Lots of gloom for ’09 local online ads
Borrell Associates has released its outlook for local online advertising in 2009, and as you might imagine, the picture is not particularly pretty. Here’s the executive summary; the full report costs big bucks. Some highlights:
– “For local interactive media, the big ad slowdown has begun a year earlier than we anticipated.” After a 47 percent increase in 2008, they’re projecting only a 7.8 percent increase in 2009.
– But Borrell projects declines in the most traditional forms of online advertising: banner ads, pop-ups, and other display formats. The increase will be in email advertising, search advertising, and video. Which would explain why the push for video on news sites over the past year or two shows few signs of abating — at least on the business end. Unfortunately, search advertising is a tough business for news orgs to get into.
– And these changes aren’t temporary: “2009 will be the first year since the start of the century in which some components of interactive advertising show little or no growth, or may even decline. The changes foreseen are not cyclical, and show no sign of improving during forthcoming years, irrespective of upward movement in the nation’s economy. No form of advertising yet invented has
grown forever. Interactive ad spending is no different.”
If they’re right, news companies can expect to see not only a secular decline in their print advertising — they can expect the same online, in most of their current formats.









Since no growth is expected even if the economy improves, can we infer that online advertisers are finding that their traditional online ads are simply ineffective?
It seems that advertisers have been equally slow in trying to adapt the Web. And I don’t think they know how to properly evaluate all the data they get on how users interact with content on news sites.

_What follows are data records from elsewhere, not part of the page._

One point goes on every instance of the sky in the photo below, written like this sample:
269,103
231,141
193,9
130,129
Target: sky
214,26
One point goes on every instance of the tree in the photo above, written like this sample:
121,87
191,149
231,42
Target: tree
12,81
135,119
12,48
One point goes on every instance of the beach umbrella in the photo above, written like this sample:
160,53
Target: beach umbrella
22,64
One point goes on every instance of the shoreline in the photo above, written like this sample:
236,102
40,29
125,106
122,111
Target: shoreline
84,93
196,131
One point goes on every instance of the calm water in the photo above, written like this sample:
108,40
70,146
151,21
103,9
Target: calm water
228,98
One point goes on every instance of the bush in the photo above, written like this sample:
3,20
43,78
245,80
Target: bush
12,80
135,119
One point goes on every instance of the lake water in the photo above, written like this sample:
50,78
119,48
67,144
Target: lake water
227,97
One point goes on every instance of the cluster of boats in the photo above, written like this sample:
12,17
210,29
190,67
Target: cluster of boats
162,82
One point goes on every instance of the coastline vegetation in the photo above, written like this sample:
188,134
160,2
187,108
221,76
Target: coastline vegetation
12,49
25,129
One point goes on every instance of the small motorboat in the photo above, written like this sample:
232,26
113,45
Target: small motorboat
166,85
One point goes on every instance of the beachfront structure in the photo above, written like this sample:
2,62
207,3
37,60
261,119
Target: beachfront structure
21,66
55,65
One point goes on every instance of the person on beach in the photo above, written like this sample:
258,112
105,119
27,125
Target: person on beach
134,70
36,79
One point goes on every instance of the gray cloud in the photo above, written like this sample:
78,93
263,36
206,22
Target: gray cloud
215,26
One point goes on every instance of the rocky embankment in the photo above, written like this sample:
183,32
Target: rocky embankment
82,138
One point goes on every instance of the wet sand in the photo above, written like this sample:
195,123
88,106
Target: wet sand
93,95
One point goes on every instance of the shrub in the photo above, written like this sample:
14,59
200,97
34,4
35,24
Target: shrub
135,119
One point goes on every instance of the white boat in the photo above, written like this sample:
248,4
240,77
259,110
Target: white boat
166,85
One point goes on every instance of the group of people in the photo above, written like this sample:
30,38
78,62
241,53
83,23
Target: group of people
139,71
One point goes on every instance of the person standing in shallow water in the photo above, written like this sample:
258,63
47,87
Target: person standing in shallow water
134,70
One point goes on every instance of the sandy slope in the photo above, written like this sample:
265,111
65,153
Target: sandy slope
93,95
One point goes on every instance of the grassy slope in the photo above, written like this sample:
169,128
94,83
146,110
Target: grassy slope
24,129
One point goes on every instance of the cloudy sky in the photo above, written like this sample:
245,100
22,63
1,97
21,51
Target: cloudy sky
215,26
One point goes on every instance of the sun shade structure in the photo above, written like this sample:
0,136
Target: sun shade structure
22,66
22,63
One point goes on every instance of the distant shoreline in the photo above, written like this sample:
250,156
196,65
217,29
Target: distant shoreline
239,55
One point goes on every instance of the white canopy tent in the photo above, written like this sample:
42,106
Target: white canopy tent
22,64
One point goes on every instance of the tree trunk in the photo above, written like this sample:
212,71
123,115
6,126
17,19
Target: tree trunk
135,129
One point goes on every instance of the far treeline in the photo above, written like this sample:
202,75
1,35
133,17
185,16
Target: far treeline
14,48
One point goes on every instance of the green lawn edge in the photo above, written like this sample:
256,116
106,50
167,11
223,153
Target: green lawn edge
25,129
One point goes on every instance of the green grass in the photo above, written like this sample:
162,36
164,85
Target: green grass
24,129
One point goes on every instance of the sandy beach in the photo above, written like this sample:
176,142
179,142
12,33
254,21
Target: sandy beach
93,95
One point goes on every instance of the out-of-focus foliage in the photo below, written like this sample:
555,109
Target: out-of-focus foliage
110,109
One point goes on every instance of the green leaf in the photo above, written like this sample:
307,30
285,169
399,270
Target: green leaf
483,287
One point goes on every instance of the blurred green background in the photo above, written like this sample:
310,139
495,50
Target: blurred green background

A lot of reporters I know, especially at bigger dailies that have developed a more regional or even national audience because of the Internet, think their stories are read by more people than ever before. Yet, from what I understand, online ads aren’t as valuable as the ads no one looks at in the paper edition? What am I missing?
It seems to me the business model of the future will become more clear once online audiences are properly valued.